A major limitation in this study is the absence of any non-expired SAIMR polyvalent for direct comparison. The reasoning behind this is twofold. First, SAIMR polyvalent is extremely expensive and notably extremely difficult to procure outside of South Africa, with anecdotal evidence of worsening supply issues recently. Second, due to these supply issues, we considered it unethical to use the highly limited quantity of SAIMR polyvalent available to us for research purposes, when they may be required in the event of an envenoming. Despite this, comparison with recent in vivo preclinical data available examining the efficacy of non-expired SAIMR polyvalent versus two similar venoms used in this study, demonstrating highly similar results,44 provides confidence in our conclusion that the expired antivenoms in this study have no demonstrable reduction in preclinical efficacy due to age.

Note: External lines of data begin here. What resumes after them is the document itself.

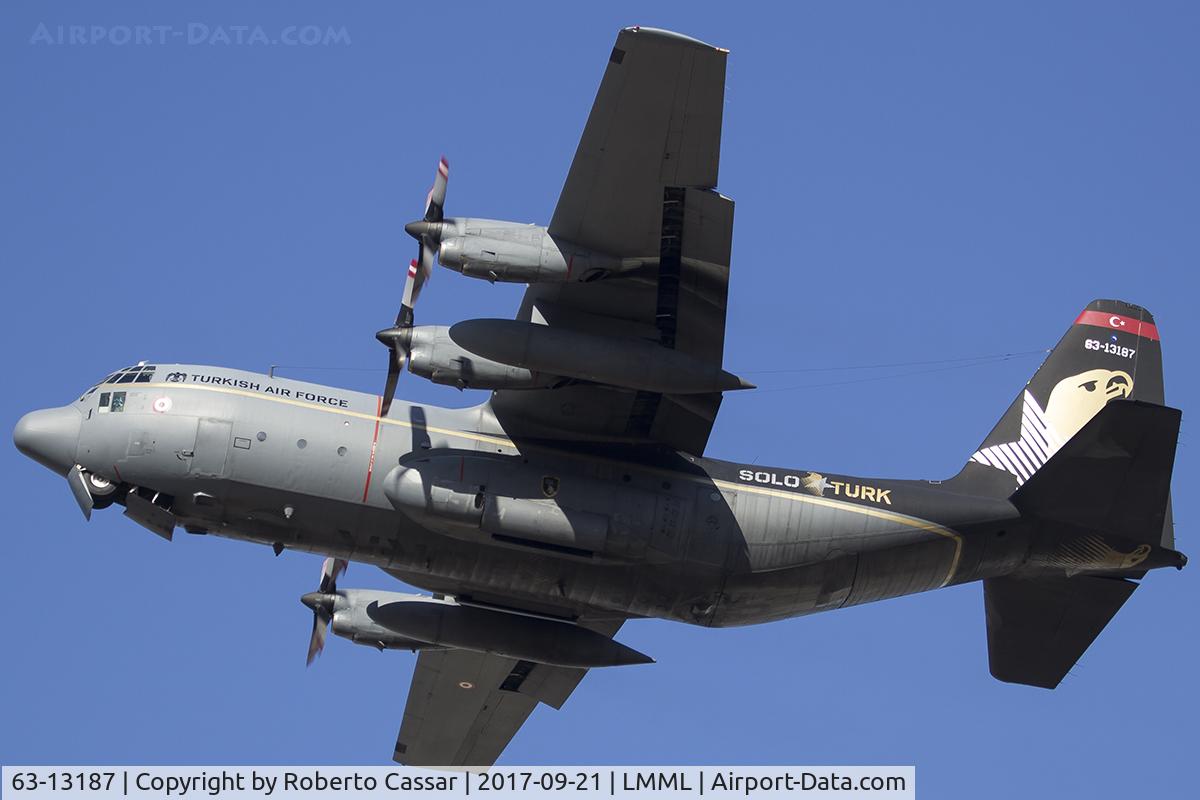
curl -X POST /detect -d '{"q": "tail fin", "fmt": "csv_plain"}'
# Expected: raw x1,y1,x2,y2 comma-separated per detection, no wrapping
983,402,1187,688
949,300,1163,498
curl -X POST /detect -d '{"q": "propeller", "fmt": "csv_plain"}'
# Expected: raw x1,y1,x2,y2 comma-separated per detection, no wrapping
300,558,348,666
376,157,450,416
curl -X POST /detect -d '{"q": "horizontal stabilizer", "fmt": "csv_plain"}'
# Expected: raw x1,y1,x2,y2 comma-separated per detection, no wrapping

Clearly, the older antivenoms used in this study (1991 and 1994 expiry) would not be considered for clinical use based on their appearance alone. Our results clearly suggest that the apparent instability associated with storage time is not reflected as a change in immunochemical properties or the neutralising potency, but as an increment of the turbidity. Reflecting this, antivenoms from 1997 onwards have favourable quality control profiles largely indistinguishable from what would be expected for in-date products. Therefore, we believe this study provides strong rationale for stakeholders (manufacturers, regulators and health authorities) to explore the use of expired antivenom and the extension of antivenom shelf life. The use of expired antivenom needs to be carefully assessed on a product-by-product and venom-by-venom basis, and confirmation of safety of such products is necessary. However, the evidence, both preclinical17–19 and clinical,21 23 25 demonstrating the long-term retained efficacy of antivenoms should lead to initiatives regarding changing expiry dates that could assist in alleviating chronic antivenom availability shortages globally.